• E’ possibile stipulare un prestito con patto marciano?

    patto marciano notaio

     

     

    Non vi lasciate impressionare dal titolo! Il presente articolo, anzi, vuole essere una spiegazione semplice su un concetto che abbiamo espresso più e più volte in merito ai numerosi provvedimenti a favore degli istituti bancari che sono stati varati dal Governo in tempi recenti, tra cui il noto decreto conosciuto come “acchiappacase”

    Vi suggerisco di leggere il mio scritto “Andranno alle banche gli immobili dei mutui” nel quale vi è riportato l’elenco, anche cronologico, dei provvedimenti legislativi sul tema.

    Il patto commissorio

    Per farvi capire che cos’è il patto marciano bisogna rammentare la fattispecie del patto commissorio che, come ho ricordato più volte, è assolutamente vietato dalla legge. Ai sensi dell’art. 2744 cc è infatti nullo il patto con il quale si conviene che in caso di inadempimento la proprietà della cosa prestata dal debitore a garanzia passi automaticamente in proprietà del creditore, anche qualora il patto sia  posteriore alla costituzione del pegno dell’ipoteca.

    La ratio della disposizione si rinviene nella tutela del debitore contro un’abusiva pressione del creditore, che potrebbe approfittare della posizione di debolezza del debitore, nonché anche nella tutela dei creditori estranei al patto.

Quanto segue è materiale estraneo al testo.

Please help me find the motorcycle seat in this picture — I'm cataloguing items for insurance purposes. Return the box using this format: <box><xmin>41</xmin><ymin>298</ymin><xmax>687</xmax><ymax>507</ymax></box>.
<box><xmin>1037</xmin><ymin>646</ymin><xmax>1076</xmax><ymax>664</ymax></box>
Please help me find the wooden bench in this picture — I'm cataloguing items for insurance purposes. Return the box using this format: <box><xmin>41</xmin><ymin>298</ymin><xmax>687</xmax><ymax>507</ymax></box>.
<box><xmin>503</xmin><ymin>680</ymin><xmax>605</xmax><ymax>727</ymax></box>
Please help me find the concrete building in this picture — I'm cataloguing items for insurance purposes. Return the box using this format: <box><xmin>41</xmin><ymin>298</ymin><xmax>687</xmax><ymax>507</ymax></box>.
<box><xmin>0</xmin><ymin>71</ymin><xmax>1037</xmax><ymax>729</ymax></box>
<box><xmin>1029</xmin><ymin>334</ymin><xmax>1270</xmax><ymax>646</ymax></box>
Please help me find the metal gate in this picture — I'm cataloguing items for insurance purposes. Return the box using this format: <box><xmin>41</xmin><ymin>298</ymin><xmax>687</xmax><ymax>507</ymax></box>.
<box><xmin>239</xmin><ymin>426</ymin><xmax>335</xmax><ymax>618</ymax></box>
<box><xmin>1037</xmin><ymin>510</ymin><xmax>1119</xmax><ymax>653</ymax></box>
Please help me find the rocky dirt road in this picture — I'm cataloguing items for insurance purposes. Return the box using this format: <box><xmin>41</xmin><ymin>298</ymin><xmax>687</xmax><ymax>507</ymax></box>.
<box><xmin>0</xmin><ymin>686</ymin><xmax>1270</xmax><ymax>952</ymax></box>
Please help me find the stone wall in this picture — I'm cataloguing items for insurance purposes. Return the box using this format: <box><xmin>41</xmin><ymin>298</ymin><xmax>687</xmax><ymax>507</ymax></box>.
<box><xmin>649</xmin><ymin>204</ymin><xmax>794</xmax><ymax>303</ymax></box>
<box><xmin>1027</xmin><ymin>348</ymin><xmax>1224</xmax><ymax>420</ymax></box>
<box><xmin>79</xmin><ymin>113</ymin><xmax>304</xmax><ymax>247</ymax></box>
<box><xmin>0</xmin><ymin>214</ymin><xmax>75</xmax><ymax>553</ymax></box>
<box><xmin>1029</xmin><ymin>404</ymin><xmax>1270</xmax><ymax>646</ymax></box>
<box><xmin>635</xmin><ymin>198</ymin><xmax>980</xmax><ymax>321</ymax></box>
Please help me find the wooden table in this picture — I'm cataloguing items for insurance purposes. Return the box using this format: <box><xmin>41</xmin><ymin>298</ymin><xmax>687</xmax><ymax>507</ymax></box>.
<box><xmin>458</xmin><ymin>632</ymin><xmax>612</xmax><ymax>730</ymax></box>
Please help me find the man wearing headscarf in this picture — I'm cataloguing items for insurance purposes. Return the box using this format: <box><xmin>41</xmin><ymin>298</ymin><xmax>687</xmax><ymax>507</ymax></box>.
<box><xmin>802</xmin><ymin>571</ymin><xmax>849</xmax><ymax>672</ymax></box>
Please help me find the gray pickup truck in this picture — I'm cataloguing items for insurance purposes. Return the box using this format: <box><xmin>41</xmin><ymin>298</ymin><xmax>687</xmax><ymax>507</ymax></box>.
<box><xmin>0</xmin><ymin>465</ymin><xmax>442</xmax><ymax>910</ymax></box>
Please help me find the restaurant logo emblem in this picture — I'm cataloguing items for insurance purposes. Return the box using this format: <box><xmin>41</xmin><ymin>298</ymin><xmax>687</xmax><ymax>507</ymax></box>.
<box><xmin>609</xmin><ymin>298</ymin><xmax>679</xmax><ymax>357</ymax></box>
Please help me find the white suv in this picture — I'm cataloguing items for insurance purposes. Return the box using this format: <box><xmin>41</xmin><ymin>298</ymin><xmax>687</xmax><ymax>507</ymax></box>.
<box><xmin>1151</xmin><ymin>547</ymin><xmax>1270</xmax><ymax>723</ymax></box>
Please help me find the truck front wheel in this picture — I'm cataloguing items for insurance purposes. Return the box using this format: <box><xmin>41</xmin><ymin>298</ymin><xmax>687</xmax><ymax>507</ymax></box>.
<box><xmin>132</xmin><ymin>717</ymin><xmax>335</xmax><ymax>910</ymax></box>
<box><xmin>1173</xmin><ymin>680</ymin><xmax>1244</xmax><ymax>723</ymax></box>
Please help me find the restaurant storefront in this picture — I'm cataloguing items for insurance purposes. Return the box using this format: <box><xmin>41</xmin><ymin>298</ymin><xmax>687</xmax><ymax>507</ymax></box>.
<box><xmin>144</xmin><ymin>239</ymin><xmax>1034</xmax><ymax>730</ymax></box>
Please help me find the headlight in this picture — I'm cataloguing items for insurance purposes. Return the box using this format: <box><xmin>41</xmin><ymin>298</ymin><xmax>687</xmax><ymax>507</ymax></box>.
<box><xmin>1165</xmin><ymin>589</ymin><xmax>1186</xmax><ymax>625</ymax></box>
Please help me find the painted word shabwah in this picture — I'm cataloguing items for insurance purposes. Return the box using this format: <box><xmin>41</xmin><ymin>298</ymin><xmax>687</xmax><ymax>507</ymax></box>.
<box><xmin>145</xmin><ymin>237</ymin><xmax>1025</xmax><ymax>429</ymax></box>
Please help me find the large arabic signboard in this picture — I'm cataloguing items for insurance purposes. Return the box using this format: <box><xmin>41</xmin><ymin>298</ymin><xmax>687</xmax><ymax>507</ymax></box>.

    È del tutto evidente l’importante funzione dell’art. 2744  cc. Il debitore, in un  momento di necessità, nella falsa speranza di poter essere in grado di restituire il prestito, può essere indotto ad offrire in garanzia, per convincere la controparte a prestargli del danaro, beni di rilevante entità, sottovalutando il rischio e i pericoli. Si tratta, a ben vedere, del meccanismo che sta dietro all’usura, secondo la quale il legittimo prestito di danaro (non è proibito prestare danaro a qualcun altro) degenera in altri interessi e in accaparramento violento di beni del debitore.

    Il patto marciano

    Da quanto sopra detto per il patto commissorio si comprende la natura e la funzionalità del patto marciano, che non è nient’altro che una visione riveduta e corretta del patto commissorio, e che prende il nome dal giurista Elio Marciano (ca. 198-211 d.C.) che per primo lo teorizzò.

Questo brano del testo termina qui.